Mais c’est surtout le soir que les rues-galeries présentent une animation extraordinaire et dont aucune description ne saurait donner une idée même imparfaite. Toute la population qui pendant le jour travaillait dans les ateliers, les bureaux et les magasins, se donne rendez-vous dans les rues-galeries et particulièrement dans les rues-salons éclairées à giorno par des milliers de lustres. Toutes les femmes encore jeunes et jolies s’y promènent en toilette de bal, en souliers de satin, la tête couverte de fleurs, les bras et les épaules nus. Elles prétendent que ce genre de costume est extrêmement économique et leur revient moins cher que tout autre habillement. Leurs cavaliers ont également une tenue de bal fort gracieuse qui n’a rien de commun avec les chapeaux en tuyau de poêle et les fracs étriqués de l’ancien régime. Quant aux personnes âgées ou sans prétentions, leur toilette est plus simple sans cependant faire tache au milieu de ce monde élégant.

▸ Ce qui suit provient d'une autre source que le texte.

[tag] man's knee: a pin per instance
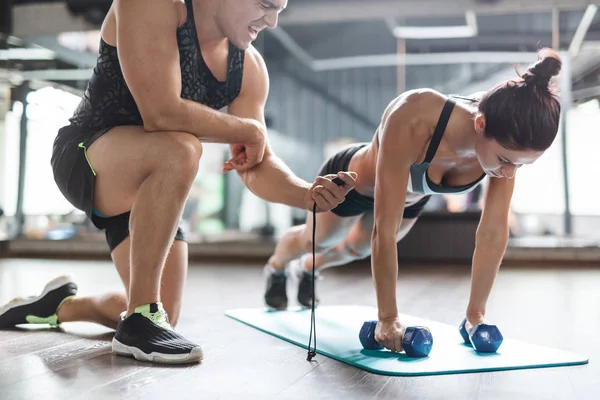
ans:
(307, 246)
(183, 156)
(355, 251)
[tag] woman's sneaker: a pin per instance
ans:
(304, 279)
(40, 309)
(275, 293)
(147, 335)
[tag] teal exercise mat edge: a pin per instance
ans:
(231, 313)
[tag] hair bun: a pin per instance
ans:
(548, 65)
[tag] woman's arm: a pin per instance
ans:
(403, 135)
(491, 242)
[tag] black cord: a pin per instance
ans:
(313, 322)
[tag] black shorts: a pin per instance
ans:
(75, 178)
(356, 203)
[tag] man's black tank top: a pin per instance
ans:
(107, 101)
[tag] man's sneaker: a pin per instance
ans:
(40, 309)
(275, 294)
(305, 283)
(147, 335)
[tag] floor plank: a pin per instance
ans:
(557, 307)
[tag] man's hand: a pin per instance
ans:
(328, 194)
(246, 156)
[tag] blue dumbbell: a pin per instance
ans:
(484, 338)
(417, 340)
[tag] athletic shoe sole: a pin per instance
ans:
(25, 301)
(194, 356)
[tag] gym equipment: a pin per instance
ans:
(416, 342)
(484, 338)
(338, 339)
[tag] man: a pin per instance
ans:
(131, 153)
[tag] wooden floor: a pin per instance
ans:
(558, 307)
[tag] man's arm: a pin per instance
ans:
(149, 56)
(272, 179)
(491, 242)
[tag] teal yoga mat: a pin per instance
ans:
(337, 337)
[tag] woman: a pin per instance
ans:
(426, 144)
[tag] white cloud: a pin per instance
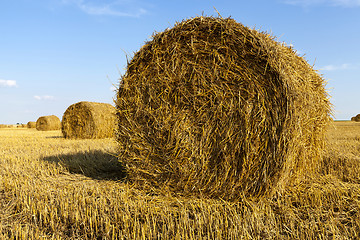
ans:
(344, 66)
(44, 97)
(8, 83)
(337, 3)
(119, 8)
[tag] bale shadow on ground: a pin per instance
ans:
(95, 164)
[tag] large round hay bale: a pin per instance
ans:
(48, 123)
(31, 125)
(213, 108)
(89, 120)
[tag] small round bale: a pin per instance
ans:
(31, 125)
(213, 108)
(356, 118)
(48, 123)
(89, 120)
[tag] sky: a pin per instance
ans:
(54, 53)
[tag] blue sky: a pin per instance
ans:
(54, 53)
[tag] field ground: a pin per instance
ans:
(53, 188)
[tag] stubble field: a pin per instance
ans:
(54, 188)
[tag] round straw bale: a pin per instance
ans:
(48, 123)
(31, 125)
(89, 120)
(356, 118)
(213, 108)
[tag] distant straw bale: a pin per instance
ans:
(48, 123)
(89, 120)
(356, 118)
(213, 108)
(31, 125)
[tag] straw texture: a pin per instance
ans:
(89, 120)
(213, 108)
(31, 125)
(356, 118)
(48, 123)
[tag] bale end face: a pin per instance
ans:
(48, 123)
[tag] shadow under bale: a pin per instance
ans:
(94, 164)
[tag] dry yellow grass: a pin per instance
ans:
(52, 188)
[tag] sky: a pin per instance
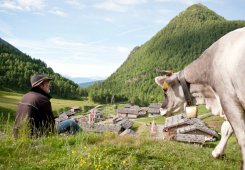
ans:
(92, 38)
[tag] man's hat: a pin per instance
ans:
(38, 78)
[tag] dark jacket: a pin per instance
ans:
(35, 108)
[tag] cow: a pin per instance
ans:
(217, 75)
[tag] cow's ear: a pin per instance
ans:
(171, 79)
(160, 80)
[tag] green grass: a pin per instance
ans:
(104, 151)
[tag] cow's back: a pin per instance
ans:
(228, 64)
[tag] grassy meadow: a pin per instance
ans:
(105, 151)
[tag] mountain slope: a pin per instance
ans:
(16, 68)
(173, 47)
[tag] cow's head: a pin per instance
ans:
(174, 97)
(175, 101)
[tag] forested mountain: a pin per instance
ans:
(175, 46)
(16, 68)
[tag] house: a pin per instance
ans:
(96, 115)
(131, 112)
(75, 109)
(154, 110)
(184, 129)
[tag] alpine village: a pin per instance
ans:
(120, 119)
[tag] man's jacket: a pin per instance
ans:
(35, 109)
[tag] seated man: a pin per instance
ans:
(35, 109)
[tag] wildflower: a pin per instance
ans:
(95, 148)
(82, 162)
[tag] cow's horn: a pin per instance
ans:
(165, 72)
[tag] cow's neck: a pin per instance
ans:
(198, 71)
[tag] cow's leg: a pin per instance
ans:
(236, 116)
(226, 131)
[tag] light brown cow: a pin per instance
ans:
(221, 70)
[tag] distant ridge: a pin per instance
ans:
(16, 68)
(173, 47)
(87, 84)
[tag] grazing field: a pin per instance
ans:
(104, 151)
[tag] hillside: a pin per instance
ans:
(16, 68)
(87, 84)
(176, 45)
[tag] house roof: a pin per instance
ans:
(154, 110)
(181, 119)
(202, 128)
(155, 105)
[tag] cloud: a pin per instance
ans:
(58, 12)
(118, 5)
(75, 4)
(22, 5)
(74, 59)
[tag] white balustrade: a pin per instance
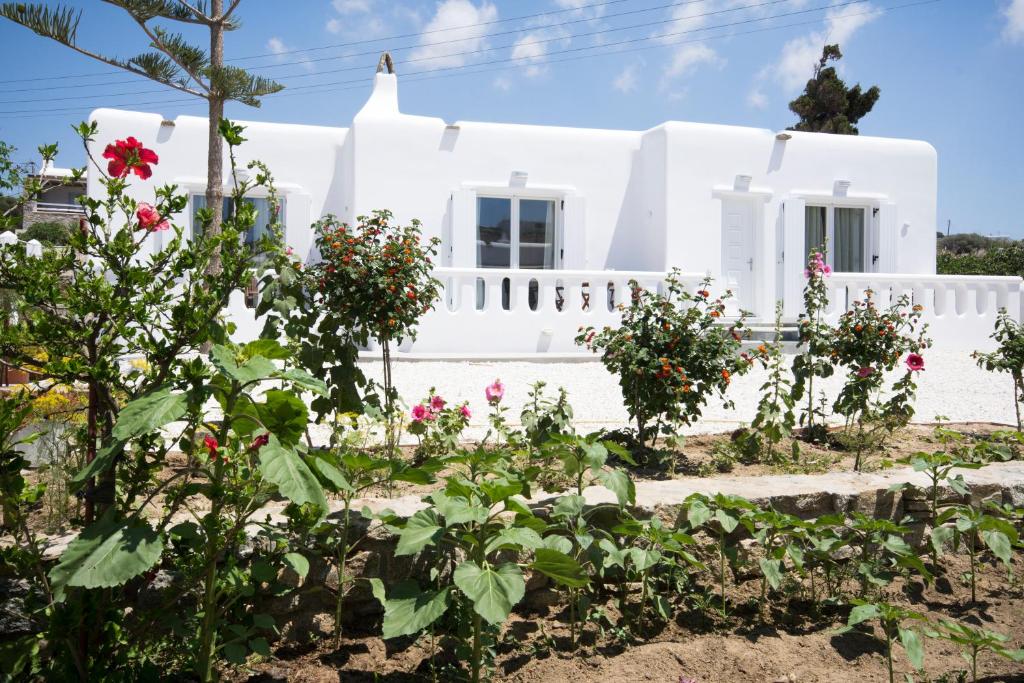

La soirée se passe ainsi à se promener dans la rue, à causer, à rire les uns avec les autres, à regarder les innombrables curiosités étalées sous les yeux, à moins qu’on ne préfère aller au théâtre, au café, au concert ou dans quelque autre lieu de plaisir.

Cependant, à mesure que la nuit s’avance, les promeneurs deviennent plus rares ; chacun rentre chez soi ; à minuit, les lustres s’éteignent sauf quelques becs réservés, et l’on ne voit plus passer que les citadins qui sortent du spectacle et retournent à leur logis où ils s’endorment avec la conscience que la République sociale est le meilleur des gouvernements.